To prawda, że The Special One trafił do jednego z jego ukochanych klubów. Mimo jednak, że rozpoczął on drugie podejście do trenowania Chelsea Londyn nie przestał myśleć o Interze.
W ekskluzywnym wywiadzie dla The Sun Mourinho powiedział, co uważa za swój największy i najbliższy sercu sukces.
- Zwycięstwo w Lidze Mistrzów z Interem to było zdecydowanie moje największe osiągnięcie. Była to grupa wyjątkowych ludzi, którzy mieli marzenia i nie mogli ich zrealizować. Pomimo niesamowitych inwestycji jakie poczynił Moratti przez kilka sezonów. Niektórzy z nich mieli 38, 37 czy 36 lat, więc dla nich to było "teraz albo nigdy". Kiedy zobaczyłem, ile to dla nich i Interistów oznaczało, poczułem pełną satysfakcję. Dało mi to impuls, by osiągnąć ten moment. Radość była ogromna.

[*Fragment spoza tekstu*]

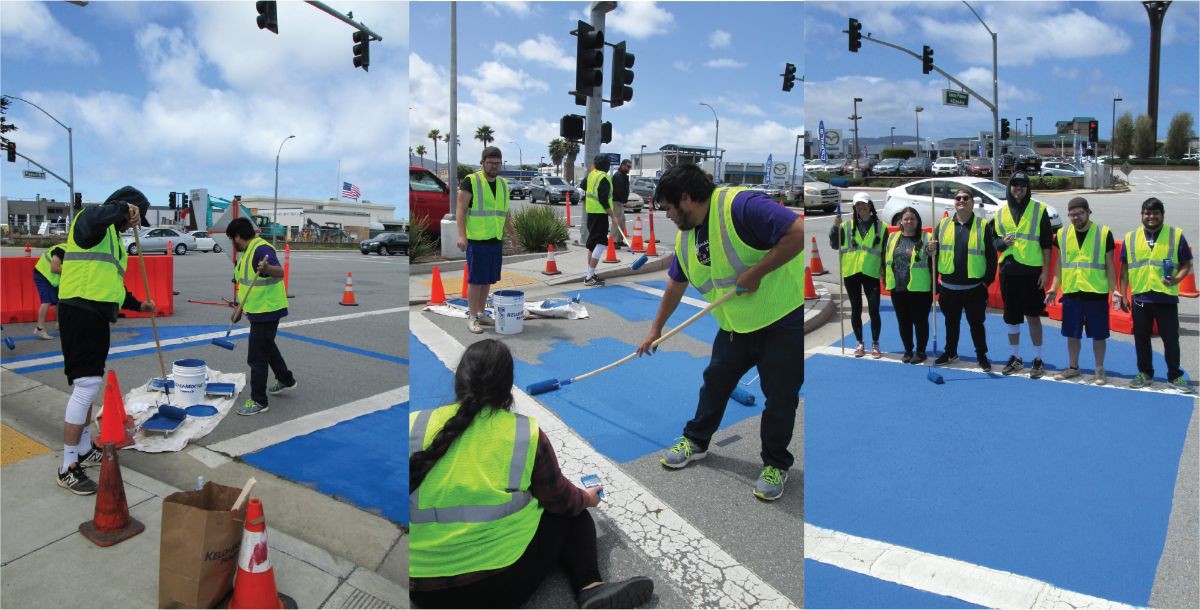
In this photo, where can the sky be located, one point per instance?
(516, 64)
(1057, 60)
(172, 96)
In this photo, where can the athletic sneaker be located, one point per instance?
(771, 483)
(252, 408)
(77, 482)
(1014, 364)
(1140, 381)
(681, 454)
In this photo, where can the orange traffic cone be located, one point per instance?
(348, 293)
(438, 295)
(255, 585)
(551, 265)
(815, 264)
(637, 245)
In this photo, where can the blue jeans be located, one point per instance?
(778, 351)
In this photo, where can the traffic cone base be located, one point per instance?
(112, 522)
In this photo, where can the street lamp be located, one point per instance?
(275, 216)
(715, 139)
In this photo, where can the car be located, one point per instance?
(385, 244)
(946, 166)
(204, 243)
(989, 196)
(156, 239)
(1061, 168)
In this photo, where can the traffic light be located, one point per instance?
(622, 76)
(363, 51)
(588, 61)
(789, 77)
(268, 16)
(570, 127)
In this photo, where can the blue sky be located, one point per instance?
(1057, 60)
(169, 96)
(516, 61)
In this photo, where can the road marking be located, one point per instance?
(940, 575)
(307, 424)
(24, 365)
(705, 572)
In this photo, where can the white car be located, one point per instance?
(988, 196)
(204, 243)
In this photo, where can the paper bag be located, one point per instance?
(198, 551)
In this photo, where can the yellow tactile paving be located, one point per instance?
(16, 447)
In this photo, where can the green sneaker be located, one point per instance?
(1140, 381)
(771, 483)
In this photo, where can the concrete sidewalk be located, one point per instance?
(46, 562)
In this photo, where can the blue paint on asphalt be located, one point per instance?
(1067, 484)
(358, 461)
(1120, 358)
(827, 586)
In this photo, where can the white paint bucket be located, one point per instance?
(190, 376)
(509, 311)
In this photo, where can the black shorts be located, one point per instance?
(1023, 297)
(84, 338)
(598, 231)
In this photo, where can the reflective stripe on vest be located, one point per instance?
(780, 292)
(487, 210)
(1084, 264)
(1146, 265)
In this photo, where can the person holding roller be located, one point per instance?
(90, 292)
(738, 240)
(264, 306)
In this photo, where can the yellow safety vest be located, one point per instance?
(473, 512)
(486, 214)
(1084, 264)
(977, 263)
(96, 273)
(592, 204)
(919, 279)
(1146, 265)
(780, 292)
(269, 293)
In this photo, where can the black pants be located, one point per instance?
(561, 540)
(263, 352)
(857, 285)
(779, 354)
(912, 312)
(1168, 317)
(953, 304)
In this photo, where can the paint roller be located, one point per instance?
(553, 384)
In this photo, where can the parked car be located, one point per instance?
(988, 195)
(204, 243)
(385, 244)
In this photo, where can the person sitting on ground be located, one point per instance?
(491, 512)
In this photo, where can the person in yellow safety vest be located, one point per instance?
(859, 246)
(483, 213)
(907, 273)
(91, 289)
(1157, 258)
(264, 300)
(738, 240)
(966, 265)
(47, 273)
(598, 207)
(1024, 238)
(1086, 275)
(490, 512)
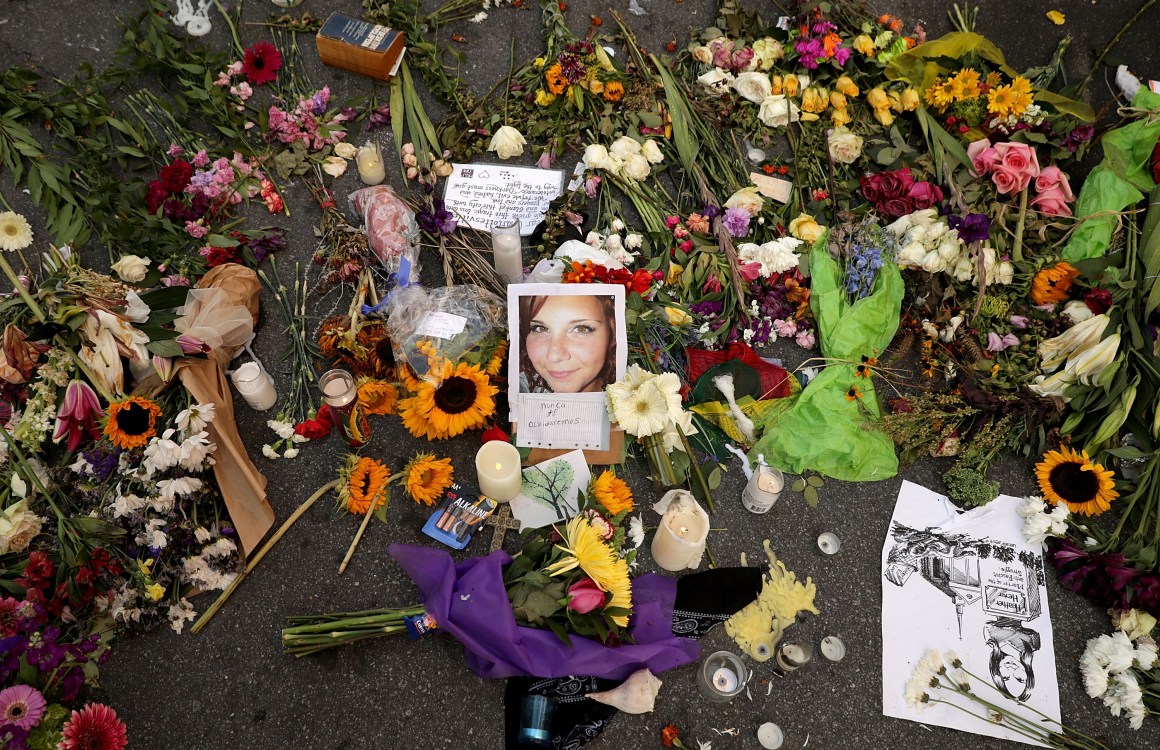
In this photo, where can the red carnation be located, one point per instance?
(262, 63)
(94, 727)
(175, 176)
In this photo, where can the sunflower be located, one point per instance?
(428, 478)
(362, 485)
(1073, 479)
(462, 401)
(131, 422)
(588, 552)
(1051, 284)
(15, 232)
(377, 397)
(611, 493)
(555, 79)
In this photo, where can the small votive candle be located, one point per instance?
(723, 677)
(255, 386)
(769, 736)
(829, 543)
(833, 648)
(498, 471)
(369, 160)
(507, 250)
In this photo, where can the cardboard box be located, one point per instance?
(360, 46)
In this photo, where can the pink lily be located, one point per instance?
(79, 414)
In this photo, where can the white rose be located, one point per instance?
(1077, 311)
(777, 111)
(716, 80)
(345, 150)
(747, 198)
(934, 263)
(334, 166)
(507, 143)
(754, 87)
(637, 167)
(845, 146)
(624, 147)
(131, 268)
(595, 157)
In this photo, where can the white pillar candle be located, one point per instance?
(498, 471)
(255, 386)
(507, 252)
(680, 538)
(369, 160)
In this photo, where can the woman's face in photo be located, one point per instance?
(568, 342)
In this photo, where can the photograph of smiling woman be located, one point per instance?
(567, 343)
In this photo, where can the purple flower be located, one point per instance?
(974, 227)
(737, 221)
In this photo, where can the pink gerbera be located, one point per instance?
(94, 727)
(21, 706)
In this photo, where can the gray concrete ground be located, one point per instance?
(231, 686)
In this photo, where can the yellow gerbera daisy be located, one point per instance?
(428, 478)
(613, 493)
(588, 552)
(15, 232)
(1073, 479)
(462, 401)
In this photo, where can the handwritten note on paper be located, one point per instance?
(563, 421)
(483, 196)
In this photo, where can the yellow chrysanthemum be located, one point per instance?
(1066, 477)
(462, 401)
(613, 493)
(15, 232)
(428, 478)
(588, 552)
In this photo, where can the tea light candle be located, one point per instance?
(829, 543)
(507, 250)
(833, 648)
(498, 471)
(680, 538)
(769, 736)
(369, 160)
(255, 386)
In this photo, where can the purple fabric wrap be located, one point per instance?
(469, 601)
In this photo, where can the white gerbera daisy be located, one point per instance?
(15, 232)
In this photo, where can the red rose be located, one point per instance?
(925, 195)
(175, 176)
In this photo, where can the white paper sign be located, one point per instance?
(441, 325)
(550, 490)
(969, 583)
(563, 420)
(483, 196)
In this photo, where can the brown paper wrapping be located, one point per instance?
(243, 486)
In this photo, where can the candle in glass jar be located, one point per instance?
(498, 471)
(369, 160)
(507, 250)
(255, 386)
(680, 538)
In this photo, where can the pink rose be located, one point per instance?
(585, 596)
(1051, 177)
(983, 157)
(1052, 202)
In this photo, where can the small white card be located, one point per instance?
(563, 420)
(483, 196)
(441, 325)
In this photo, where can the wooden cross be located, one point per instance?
(501, 522)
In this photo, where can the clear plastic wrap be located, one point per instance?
(390, 224)
(448, 323)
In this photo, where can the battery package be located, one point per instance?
(360, 46)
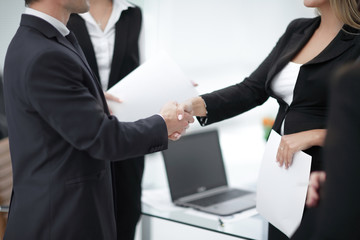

Mourinho przytoczył także anegdotę dotyczącą spotkania Fiorentina-Inter w końcówce sezonu. Pytano go o najbardziej szaloną rzecz, jaką zrobił. Oto jego odpowiedź.
- Walczyliśmy z Romą o Scudetto i przegrywaliśmy we Florencji. Udało nam się zdobyć dwie bramki i wrócić do gry, graliśmy na remis i byliśmy zachwyceni, bo niestraciliśmy bramki. Moi zawodnicy zaczęli świętować, ale Roma strzeliła gola w 93. minucie i przeskoczyła nas w tabeli o dwa punkty. Musiałem coś kopnąć i zobaczyłem torbę, ale podłoga była mokra, więc kiedy szedłem ją kopnąć poślizgnąłem się i prawie zabiłem. Wtedy nikt się nie śmiał i nic nie mówił, byliśmy apatyczni. Kiedy pokonaliśmy Romę w finale Coppa Italia piłkarze zaczęli naśladować to, co zrobiłem w szatni. Każdy to naśladował, każdy. Wielka chwila.
Komentarze (10)
Fajnie, że Mourinho tak sobie ceni zwycięstwo w LM z Interem. Faktycznie dla samego klubu i kibiców było to coś niesamowitego. Ale jednak jeszcze lepiej by było, gdyby wówczas nie zwinął się momentalnie i nie podpisał kontraktu z Realem.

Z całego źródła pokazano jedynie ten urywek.